Cornell researchers bulked up highly reactive radical molecules by attaching groups of carbon and hydrogen atoms to their surface, effectively giving each molecule a set of antlers that allowed them to preserve their native reactivity while keeping their partner at a safe distance.
The technique could prove to be a boon for creating new and improved derivatives of pharmaceutical compounds.
The group’s paper, “Regioselective Aliphatic C–H Functionalization Using Frustrated Radical Pairs,” published June 5 in Nature. The lead author is doctoral student Zhipeng Lu.
The project, led by Song Lin, professor of chemistry and chemical biology in the College of Arts and Sciences, emerged from the Lin Group’s previous experiments with synthetic electrochemistry. In that process, electrodes pass an electrical current through a chemical reaction to activate inert molecules that will form chemical bonds that otherwise might not be achievable.
Electrochemistry also happens to be one of the most efficient ways to generate high reactive radicals from simple chemical feedstocks.
“That’s where we thought, hey, when we have these radicals, how can we control them as well? If you can harness them and use them to react with a pharmaceutical, they can do really cool chemistry,” Lin said. “It’s really our interest in electrochemistry and radical chemistry that allowed us to think about these fundamental problems.”
Radicals are highly reactive, but they have the potential to bond in pairs by sharing a pair of single electrons. The challenge is getting them close enough to cooperate without annihilating each other.
The researchers’ solution was to bulk up the radicals by attaching groups of carbon and hydrogen atoms to their surface, effectively giving each molecule a set of antlers that allowed them to preserve their native reactivity while keeping their partner at a safe distance – also known as “frustrating” them.
“We use frustrated radicals to activate carbon-hydrogen bonds and convert them into other chemical bonds, which can affect the property of the original molecule,” Lin said. “This strategy can thus be used to improve efficacy of drug molecules, for example.”
Carbon-hydrogen bonds are ideal candidates for the task because they are commonly found in organic molecules – a carbon molecule, for example, can have upwards of 20 or 30 bonds.
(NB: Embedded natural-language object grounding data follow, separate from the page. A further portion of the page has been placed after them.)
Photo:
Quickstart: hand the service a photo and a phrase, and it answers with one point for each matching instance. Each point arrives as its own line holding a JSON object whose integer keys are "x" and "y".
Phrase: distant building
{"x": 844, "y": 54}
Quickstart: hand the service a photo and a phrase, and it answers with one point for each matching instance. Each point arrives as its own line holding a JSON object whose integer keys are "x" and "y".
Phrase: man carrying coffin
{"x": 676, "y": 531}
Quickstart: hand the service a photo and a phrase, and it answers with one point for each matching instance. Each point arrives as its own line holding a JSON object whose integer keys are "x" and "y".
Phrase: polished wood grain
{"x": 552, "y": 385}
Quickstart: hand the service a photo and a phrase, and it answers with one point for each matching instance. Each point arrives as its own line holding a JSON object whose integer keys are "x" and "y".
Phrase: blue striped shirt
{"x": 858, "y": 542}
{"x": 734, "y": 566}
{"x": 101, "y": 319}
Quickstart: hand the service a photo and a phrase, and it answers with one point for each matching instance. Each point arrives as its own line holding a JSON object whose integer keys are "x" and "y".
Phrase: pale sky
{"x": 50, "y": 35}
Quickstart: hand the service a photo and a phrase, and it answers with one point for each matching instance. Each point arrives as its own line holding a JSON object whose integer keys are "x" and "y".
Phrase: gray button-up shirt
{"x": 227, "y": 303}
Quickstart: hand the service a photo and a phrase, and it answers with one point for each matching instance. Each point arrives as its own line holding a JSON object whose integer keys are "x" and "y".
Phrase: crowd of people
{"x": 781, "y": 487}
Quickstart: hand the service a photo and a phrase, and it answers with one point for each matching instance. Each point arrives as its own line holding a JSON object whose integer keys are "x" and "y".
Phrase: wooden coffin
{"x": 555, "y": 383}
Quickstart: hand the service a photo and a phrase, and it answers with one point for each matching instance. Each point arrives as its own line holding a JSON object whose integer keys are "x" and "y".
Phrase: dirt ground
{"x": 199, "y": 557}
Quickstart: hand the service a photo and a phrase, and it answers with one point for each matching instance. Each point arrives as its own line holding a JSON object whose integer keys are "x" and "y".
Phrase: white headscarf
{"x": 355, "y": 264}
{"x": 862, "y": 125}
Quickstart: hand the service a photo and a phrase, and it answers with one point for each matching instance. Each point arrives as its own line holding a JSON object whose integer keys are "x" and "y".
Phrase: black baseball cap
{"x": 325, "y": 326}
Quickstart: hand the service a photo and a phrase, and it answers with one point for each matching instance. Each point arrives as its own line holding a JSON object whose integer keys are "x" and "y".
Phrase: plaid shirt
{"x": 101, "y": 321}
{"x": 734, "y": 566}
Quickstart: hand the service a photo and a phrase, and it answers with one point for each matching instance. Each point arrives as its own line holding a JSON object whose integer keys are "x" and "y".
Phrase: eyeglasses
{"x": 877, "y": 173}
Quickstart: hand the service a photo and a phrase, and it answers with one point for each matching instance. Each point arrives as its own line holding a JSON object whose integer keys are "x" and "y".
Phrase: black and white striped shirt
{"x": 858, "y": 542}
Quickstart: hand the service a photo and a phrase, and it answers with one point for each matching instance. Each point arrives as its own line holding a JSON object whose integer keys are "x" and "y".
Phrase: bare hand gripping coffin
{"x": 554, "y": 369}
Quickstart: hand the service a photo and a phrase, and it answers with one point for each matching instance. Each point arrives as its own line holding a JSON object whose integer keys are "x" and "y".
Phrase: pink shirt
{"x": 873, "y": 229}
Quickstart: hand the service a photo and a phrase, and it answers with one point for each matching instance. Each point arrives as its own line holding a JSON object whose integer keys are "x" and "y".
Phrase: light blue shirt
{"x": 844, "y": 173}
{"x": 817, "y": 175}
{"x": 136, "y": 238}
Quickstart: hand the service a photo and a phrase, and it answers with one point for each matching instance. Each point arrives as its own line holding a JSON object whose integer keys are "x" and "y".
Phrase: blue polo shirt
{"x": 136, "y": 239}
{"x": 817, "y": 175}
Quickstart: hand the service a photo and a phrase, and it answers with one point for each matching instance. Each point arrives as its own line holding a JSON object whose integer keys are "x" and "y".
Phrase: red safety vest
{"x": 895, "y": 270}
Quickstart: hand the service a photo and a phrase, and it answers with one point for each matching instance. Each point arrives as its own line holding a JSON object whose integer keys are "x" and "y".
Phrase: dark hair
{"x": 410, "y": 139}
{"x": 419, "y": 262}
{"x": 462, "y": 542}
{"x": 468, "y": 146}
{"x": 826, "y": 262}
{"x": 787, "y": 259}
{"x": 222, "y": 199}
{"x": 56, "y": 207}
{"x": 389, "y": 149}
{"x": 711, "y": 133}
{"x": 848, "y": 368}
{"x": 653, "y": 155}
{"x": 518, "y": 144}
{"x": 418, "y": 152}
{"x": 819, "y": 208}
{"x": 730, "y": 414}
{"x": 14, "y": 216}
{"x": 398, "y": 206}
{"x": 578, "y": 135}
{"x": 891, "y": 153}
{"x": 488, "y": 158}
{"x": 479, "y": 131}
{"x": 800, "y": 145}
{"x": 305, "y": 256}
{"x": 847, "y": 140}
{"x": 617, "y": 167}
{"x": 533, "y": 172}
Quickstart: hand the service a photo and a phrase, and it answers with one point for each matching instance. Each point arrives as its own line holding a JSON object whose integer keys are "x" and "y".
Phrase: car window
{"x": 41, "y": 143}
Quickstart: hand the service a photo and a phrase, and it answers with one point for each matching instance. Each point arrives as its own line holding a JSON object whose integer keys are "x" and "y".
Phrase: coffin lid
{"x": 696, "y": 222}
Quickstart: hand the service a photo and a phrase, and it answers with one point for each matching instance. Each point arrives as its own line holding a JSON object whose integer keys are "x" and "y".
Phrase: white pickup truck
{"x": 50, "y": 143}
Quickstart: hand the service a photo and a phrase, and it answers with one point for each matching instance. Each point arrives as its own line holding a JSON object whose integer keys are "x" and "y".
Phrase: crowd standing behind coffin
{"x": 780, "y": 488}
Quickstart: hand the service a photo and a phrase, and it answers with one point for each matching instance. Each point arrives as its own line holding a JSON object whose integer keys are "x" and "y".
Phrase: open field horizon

They are also quite strong, which is why they are often conscripted into service for pharmaceutical development.
At the same time, due to their strength, carbon-hydrogen bonds can be difficult to separate out. And because they are so plentiful, selectively functionalizing individual sites is not easy.
Lin’s group collaborated with researchers from the San Francisco-based company Genentech to identify substrate targets that would enable the desired chemical reactions. The team installed large functional groups, such as trimethylsilyl, on the frustrated radicals.
“You have this barrel of substituents to make it more hindered,” Lin said. “It is actually a very simple idea. How do you use size to control the reactivity and use them to do something useful?”
Once the products were made, the team teased them apart and analyzed the reactivity and selectivity through high-level nuclear magnetic resonance and gas and liquid chromatography.
The group’s technique can help medicinal chemists initiate dozens of different chemical transformations for a range of applications, from derivatizing more efficient pharmaceutical products and enhancing their biological activity to tracking how drugs degrade in the human body.
Co-authors include postdoctoral researchers Minsoo Ju and Yi Wang; Jonathan Meinhardt ’22; former postdoctoral researcher Jesus Martinez Alvarado; and researchers Elisia Villemure and Jack Terrett from Genentech.
The research was supported by the National Institutes of Health and Genentech.